After considering argument the Assessor refused the Insurer's discretionary exemption application on the basis that as the claim did not involve complex legal or factual issues, it could be appropriately dealt with by CARS. The matter proceeded to AC and the Assessor issued a certificate certifying the Claimant's damages.

The Insurer filed a summons with the Supreme Court of NSW to have the decision of the Assessor set aside.

Decision

The Insurer challenged the decision of the Assessor on three (3) grounds.

Catastrophic Injury

Clause 14.16.5 of the Guidelines provides that a matter is unsuitable for assessment if the claim involves "complex issues of quantum or complex issues in the assessment of the amount of the claim including but not limited to major or catastrophic, spinal or brain injury claims".

In declining the application the Assessor had concluded that whilst the claim was one of substance it was not one involving "catastrophic injury".

Her Honour held that the Assessor was not bound to disregard all matters but chose to address the above in his reasoning as a relevant, but not a determinative factor (Minister for Aboriginal Affairs v Peko-Wallsend (1986) 162 CLR 24; [1986] HCA 40). Her Honour commented that it was for the Claims Assessor to determine how, if at all, he would take that into account and what weight he would give to it (Carr v Western Australia (2007) 232 CLR 138; [2007] HCA 47 at [5]-[7] (Gleeson CJ)).

This ground was not made out.

Legal Unreasonableness

The Insurer contended that the Exemption Decision ought to be set aside for legal unreasonableness because the reasons provided by the Assessor were neither rational nor logical and provided neither an explanation nor a justification for the decision (Minister for Immigration and Citizenship v Li (2013) 249 CLR 332; [2013] HCA 18 (Li) at [76]). Further, the Insurer alleged that the Assessor did not adequately consider the Claimant's false and misleading statements regarding his pre-existing lumbar spine injury.

The Assessor identified matters raised by the parties and determined that the only relevant matter was the allegation of a false and misleading statement.
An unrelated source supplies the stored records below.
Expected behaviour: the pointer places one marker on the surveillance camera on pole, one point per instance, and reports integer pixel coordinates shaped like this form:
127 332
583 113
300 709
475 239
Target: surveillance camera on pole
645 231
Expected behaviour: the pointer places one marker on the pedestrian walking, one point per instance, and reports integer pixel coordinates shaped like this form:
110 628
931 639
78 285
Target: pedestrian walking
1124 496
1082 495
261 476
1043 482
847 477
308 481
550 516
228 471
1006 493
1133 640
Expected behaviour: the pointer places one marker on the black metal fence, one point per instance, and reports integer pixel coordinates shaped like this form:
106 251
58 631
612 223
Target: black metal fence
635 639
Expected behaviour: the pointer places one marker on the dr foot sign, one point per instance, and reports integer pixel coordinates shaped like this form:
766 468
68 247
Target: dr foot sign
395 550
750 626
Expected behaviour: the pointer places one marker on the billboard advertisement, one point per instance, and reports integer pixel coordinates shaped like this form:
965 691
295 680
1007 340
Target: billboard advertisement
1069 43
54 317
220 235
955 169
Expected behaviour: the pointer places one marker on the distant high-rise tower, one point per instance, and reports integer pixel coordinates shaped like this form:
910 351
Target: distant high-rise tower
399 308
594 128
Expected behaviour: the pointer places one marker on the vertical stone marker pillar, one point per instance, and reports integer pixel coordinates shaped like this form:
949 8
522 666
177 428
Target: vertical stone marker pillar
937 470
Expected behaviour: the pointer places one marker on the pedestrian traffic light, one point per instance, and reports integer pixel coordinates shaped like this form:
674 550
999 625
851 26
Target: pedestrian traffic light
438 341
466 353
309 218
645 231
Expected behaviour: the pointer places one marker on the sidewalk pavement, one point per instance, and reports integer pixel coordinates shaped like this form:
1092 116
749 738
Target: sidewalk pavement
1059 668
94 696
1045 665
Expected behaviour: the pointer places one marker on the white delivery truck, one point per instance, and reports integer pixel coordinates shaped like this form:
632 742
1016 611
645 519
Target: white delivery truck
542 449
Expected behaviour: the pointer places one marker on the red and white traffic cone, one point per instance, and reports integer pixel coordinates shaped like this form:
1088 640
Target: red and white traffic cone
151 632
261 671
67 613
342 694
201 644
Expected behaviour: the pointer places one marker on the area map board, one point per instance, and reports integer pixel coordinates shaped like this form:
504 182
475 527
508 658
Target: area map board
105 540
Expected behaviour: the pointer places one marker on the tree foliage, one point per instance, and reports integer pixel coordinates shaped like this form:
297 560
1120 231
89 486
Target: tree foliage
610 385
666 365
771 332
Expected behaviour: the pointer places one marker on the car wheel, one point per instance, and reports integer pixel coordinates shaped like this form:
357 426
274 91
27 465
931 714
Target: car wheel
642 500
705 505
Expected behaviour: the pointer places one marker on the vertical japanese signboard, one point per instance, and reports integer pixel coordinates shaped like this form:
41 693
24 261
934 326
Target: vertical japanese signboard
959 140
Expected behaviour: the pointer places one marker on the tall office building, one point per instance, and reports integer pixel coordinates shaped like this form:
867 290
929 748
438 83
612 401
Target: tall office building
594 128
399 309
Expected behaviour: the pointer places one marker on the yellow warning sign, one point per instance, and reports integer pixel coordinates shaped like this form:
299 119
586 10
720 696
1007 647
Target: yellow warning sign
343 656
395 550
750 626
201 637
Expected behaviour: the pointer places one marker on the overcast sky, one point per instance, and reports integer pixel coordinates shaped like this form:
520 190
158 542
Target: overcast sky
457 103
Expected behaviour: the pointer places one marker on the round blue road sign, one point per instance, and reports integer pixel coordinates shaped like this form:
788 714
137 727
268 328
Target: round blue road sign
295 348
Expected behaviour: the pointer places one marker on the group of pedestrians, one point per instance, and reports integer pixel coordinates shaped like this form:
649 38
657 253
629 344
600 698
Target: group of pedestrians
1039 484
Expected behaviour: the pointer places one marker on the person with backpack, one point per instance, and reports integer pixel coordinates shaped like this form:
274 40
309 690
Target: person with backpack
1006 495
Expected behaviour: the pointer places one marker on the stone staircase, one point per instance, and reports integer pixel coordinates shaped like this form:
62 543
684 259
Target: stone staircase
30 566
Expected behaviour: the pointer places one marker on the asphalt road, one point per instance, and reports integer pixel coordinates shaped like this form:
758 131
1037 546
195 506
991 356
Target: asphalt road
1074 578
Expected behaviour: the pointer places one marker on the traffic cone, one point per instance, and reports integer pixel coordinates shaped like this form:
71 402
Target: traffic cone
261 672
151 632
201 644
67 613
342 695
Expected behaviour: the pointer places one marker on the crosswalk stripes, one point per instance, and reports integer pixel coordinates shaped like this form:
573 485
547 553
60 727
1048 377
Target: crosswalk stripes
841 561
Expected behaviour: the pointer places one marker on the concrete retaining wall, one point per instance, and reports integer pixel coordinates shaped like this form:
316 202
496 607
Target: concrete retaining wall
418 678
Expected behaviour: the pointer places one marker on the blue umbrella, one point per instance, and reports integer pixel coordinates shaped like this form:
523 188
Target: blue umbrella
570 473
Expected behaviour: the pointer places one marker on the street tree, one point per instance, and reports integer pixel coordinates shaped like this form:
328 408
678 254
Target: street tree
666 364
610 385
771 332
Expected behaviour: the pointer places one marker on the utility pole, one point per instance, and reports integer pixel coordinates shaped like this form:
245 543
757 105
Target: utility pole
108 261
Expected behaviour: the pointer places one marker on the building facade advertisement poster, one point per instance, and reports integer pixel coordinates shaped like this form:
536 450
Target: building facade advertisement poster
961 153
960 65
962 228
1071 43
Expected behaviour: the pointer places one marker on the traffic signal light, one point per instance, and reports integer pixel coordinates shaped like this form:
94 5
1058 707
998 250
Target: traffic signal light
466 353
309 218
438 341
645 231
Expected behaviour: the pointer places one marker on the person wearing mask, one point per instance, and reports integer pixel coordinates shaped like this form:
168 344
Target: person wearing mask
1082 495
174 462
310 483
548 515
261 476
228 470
However, the Assessor concluded that he was not satisfied that the claim was unsuitable for assessment and recorded his view that a fair and just hearing could still be had at an AC. He additionally noted that credit is often an issue in an AC and that credibility could still be determined in that context.

Her Honour endorsed this approach and held that the Assessor's reasons were sufficiently clear.

This ground was not made out.

Allegations

The Insurer argued that the Assessor did not apply the correct weight to the false and misleading allegations that were made pursuant to clause 14.16.11 of the Guidelines in his reasoning.

The court observed that the Assessor had clearly accepted that there was substance to the Insurer's allegations that the Claimant had not disclosed his prior back conditions in circumstances which would be relevant to his credit and capacity. He had gone on to acknowledge that if further material become available then this could impact the Assessor's decision.

Her Honour was not persuaded by the Insurer's argument. There was nothing inappropriate, nor unlawful, in his reasoning.

This ground was not made out.

As such, the Insurer's summons was dismissed with costs.

Why this case is important

This decision confirms the well-established view that Claims Assessors have a broad discretion in determining whether a claim is unsuitable for assessment under s92(1)(b) of the Act. Chapter 14 of the Guidelines sets out circumstances that may be relevant to the issue, but these are not conclusive. Mere reliance on an allegation that the claimant has made a false or misleading statement is not enough to satisfy the requirement of unsuitability. Even if there is evidence supporting the allegation, its seriousness needs to be weighed against competing factors which may favour a timely, fair and cost effective forum for dispute resolution. In the present case there were "several infelicities of expression" behind the Assessor's reasoning, but those did not cloud his path of reasoning. If that path of reasoning is clear, parties should carefully consider whether a challenge to an Assessor's determination on discretionary applications is viable.